LIBOR (London Interbank Offered Rate) is an interest rate index setting forth the rate at which major financial institutions will lend to each other. The rate is calculated as an average of the estimates from various leading banks. But LIBOR is not just for investors on Wall Street. LIBOR can be critically important for a wide array of entities and individuals, as it is used by financial institutions, banks and credit card companies as the primary index to determine variable interest rates on various types of loans. Despite LIBOR’s prominence, the index may be going away in 2021.
Due in part to past abuse and manipulation, the mega-banks that provide the estimates for LIBOR will no longer be required to do so. And what that means for outstanding loans – not to mention future lending – remains unclear. This is particularly true with respect to many existing LIBOR-based loans, which do not contemplate a post-LIBOR world. It is possible that existing borrowers under LIBOR-based loans will be required to renegotiate the terms and conditions of their existing loans, which could lead to increased costs for such borrowers.

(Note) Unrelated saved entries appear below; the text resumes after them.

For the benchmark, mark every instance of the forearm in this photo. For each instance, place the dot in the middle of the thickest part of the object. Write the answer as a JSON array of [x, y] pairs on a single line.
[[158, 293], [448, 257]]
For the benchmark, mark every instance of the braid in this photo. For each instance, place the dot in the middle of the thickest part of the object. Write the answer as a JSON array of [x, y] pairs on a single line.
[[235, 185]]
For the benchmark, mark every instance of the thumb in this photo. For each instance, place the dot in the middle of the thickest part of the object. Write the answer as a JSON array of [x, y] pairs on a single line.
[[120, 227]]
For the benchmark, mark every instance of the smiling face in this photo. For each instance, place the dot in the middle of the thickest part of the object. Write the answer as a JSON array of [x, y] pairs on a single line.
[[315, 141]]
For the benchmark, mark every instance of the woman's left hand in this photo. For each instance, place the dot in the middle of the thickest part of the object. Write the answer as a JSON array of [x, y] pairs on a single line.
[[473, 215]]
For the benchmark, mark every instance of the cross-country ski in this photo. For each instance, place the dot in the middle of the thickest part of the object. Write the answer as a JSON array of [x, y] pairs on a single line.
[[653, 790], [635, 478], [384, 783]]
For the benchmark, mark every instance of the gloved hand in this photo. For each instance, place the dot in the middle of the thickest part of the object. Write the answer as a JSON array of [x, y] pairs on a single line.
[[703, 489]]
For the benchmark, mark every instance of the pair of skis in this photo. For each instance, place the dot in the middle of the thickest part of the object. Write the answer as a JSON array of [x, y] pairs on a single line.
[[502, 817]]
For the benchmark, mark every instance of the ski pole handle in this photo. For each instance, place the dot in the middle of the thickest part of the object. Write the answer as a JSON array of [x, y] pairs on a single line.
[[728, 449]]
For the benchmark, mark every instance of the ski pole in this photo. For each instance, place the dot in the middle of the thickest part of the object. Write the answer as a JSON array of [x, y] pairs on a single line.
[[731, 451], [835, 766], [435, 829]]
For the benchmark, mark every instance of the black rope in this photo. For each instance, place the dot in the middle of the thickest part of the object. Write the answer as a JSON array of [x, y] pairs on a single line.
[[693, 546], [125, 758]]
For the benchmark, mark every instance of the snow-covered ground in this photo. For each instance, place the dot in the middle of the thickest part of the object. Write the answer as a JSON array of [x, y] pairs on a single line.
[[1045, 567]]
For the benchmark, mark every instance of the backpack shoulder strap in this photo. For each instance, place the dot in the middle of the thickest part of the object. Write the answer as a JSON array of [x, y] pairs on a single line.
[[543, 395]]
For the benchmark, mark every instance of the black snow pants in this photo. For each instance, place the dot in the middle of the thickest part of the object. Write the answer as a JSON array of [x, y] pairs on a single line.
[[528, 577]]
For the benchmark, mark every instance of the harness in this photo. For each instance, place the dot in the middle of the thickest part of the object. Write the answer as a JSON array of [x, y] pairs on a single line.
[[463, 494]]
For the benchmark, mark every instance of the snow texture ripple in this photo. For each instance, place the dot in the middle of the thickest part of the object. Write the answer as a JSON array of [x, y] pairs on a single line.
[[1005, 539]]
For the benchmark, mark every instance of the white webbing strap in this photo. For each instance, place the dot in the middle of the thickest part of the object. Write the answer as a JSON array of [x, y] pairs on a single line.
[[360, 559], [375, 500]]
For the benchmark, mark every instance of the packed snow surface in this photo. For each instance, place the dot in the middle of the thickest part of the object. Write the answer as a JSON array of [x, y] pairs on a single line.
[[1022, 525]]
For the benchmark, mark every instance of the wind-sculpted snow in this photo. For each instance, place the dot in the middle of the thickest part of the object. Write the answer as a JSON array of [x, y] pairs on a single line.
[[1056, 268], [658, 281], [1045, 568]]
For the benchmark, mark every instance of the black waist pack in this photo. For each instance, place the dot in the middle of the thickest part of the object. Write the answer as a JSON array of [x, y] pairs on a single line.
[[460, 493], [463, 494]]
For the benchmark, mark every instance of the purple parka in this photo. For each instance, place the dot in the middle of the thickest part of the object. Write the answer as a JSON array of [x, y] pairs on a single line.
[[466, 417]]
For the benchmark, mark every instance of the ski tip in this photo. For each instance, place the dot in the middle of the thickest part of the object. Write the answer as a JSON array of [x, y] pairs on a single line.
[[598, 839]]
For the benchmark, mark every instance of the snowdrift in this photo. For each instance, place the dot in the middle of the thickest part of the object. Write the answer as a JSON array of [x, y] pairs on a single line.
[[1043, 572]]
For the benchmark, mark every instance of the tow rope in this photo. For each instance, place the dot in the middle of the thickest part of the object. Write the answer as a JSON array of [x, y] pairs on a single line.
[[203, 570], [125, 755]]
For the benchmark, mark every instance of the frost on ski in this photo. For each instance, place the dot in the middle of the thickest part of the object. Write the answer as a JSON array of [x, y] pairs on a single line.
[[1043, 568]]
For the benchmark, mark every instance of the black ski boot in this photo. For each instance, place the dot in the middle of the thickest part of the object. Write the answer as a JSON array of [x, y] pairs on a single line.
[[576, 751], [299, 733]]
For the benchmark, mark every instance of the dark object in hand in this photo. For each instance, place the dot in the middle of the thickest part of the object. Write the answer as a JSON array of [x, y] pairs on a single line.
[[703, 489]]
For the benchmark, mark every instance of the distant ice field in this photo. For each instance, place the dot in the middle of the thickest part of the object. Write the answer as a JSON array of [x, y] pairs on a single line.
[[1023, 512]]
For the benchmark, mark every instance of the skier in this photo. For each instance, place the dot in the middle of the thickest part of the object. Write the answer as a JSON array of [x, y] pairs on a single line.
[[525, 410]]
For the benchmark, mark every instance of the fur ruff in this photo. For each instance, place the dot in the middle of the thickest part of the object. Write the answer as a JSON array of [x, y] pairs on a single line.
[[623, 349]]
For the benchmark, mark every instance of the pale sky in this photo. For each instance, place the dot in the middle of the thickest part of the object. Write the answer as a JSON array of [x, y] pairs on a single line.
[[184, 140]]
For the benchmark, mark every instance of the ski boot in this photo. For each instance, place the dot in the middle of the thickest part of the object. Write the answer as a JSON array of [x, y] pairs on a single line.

Alternatively, a new index may replace LIBOR as the benchmark for worldwide variable interest rates. In the United States, the likely frontrunner is SOFR (Secured Overnight Financing Rate). Unlike LIBOR, which is derived from unsecured borrowing transactions of banks, SOFR is derived from the cost of secured borrowing/lending with U.S. Treasuries as collateral. Until the future of LIBOR becomes more apparent, SOFR will likely operate alongside LIBOR in determining interest rates until more loans are backed by SOFR. The future of LIBOR is uncertain, but given its prevalence, any transition away from it will likely be a bumpy one.